No, it’s not good for actual travel and certainly not for a seat at the final table but when paired with St. Louis Cardinals cap and a GTFOutta here ‘truck horn’, you’ll get PRIORITY ACCESS to hours of cosplay of one of poker’s most lovable everyman.
Dress For Poker Success
When playing poker live, one needs to focus on two things: comfort and style. Look good, feel good – right? Of course, you could hit a holiday home run by picking up some RunGood Gear. Or…if you want to go full 2020, here’s the very latest in poker accessories to turn the poker player in your life into the very pros they watch on TV.
If it’s good enough for Andy Bloch, it’s good enough for you. Forget about everything that happened after you “knocked out a pro” and remember when the good times were never going to end with this official NEW Full Tilt Poker “One size fits MOST” Cowboy Hat. So, if you have a normalish sized head then just $200 will give you the old-school cred you need to definitely not be labeled the fish at the table.
Intimidate your foes with this authentic USED hand cast that former Oakland A’s slugger Jose Canseco wore at the poker table after he literally shot his finger off while cleaning his own gun.
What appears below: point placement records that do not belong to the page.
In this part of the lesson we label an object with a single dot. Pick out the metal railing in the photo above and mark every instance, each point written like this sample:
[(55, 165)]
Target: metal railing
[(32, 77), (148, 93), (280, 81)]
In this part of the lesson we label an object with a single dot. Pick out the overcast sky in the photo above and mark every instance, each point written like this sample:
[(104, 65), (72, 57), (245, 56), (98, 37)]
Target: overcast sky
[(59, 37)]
This is the very cast that he used to protect his hole cards and also the finger that Sports Illustrated described as “hanging against the back of his hand from an unsevered blood vessel.” Plus a signature from Canseco himself – the ultimate shot taker. That’ll be $10K, mate.
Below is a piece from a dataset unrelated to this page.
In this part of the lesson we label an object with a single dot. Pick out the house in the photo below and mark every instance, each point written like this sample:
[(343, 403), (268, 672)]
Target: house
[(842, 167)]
If you want to get into those juicy private games, it’s all about who you know. And there will be no doubt that you know absolutely everyone when you stroll into Blitz’s pad wearing this collared shirt from the Bicycle Casino absolutely covered with famous poker player’s autographs. All of the greats are represented: Chip Reese, Phil Ivey, Joe Sebok…you name it!
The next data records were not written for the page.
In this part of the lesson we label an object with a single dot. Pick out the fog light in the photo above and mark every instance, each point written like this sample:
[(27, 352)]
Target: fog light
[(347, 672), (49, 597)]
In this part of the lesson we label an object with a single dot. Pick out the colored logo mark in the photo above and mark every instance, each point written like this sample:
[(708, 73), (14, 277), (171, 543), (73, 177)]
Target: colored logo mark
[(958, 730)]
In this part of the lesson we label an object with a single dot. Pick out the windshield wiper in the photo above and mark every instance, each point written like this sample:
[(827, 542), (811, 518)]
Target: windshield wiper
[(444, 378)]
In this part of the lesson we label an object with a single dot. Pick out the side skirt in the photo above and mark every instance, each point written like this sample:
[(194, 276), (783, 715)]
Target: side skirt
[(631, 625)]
Honestly, there may be no one in the world of poker not plastered on this wearable canvas – Erik Seidel, Matt Damon, and the great-granddaughter of Bob Hope, Amanda Hope! Don’t miss the chance to wear the authentic signatures of Johnny Chan, David Sklansky, and CEO of French-based shoe line Eden Shoes, Frederique Banjout! Sure, it’s going for half a million U.S. dollars, but just think of all the +EV situations Bill Perkins is going to give you while you’re wearing it.
Looking for more great gift ideas? You’re out of luck and we’re out of space. This is 2020 and you get what you get. You may want a trip to the Main Event, a custom poker table, or a private lesson from Phil Galfond but all of those will have to wait until 2021.
The good news is 2021 is right around the corner. And isn’t that a gift all by itself?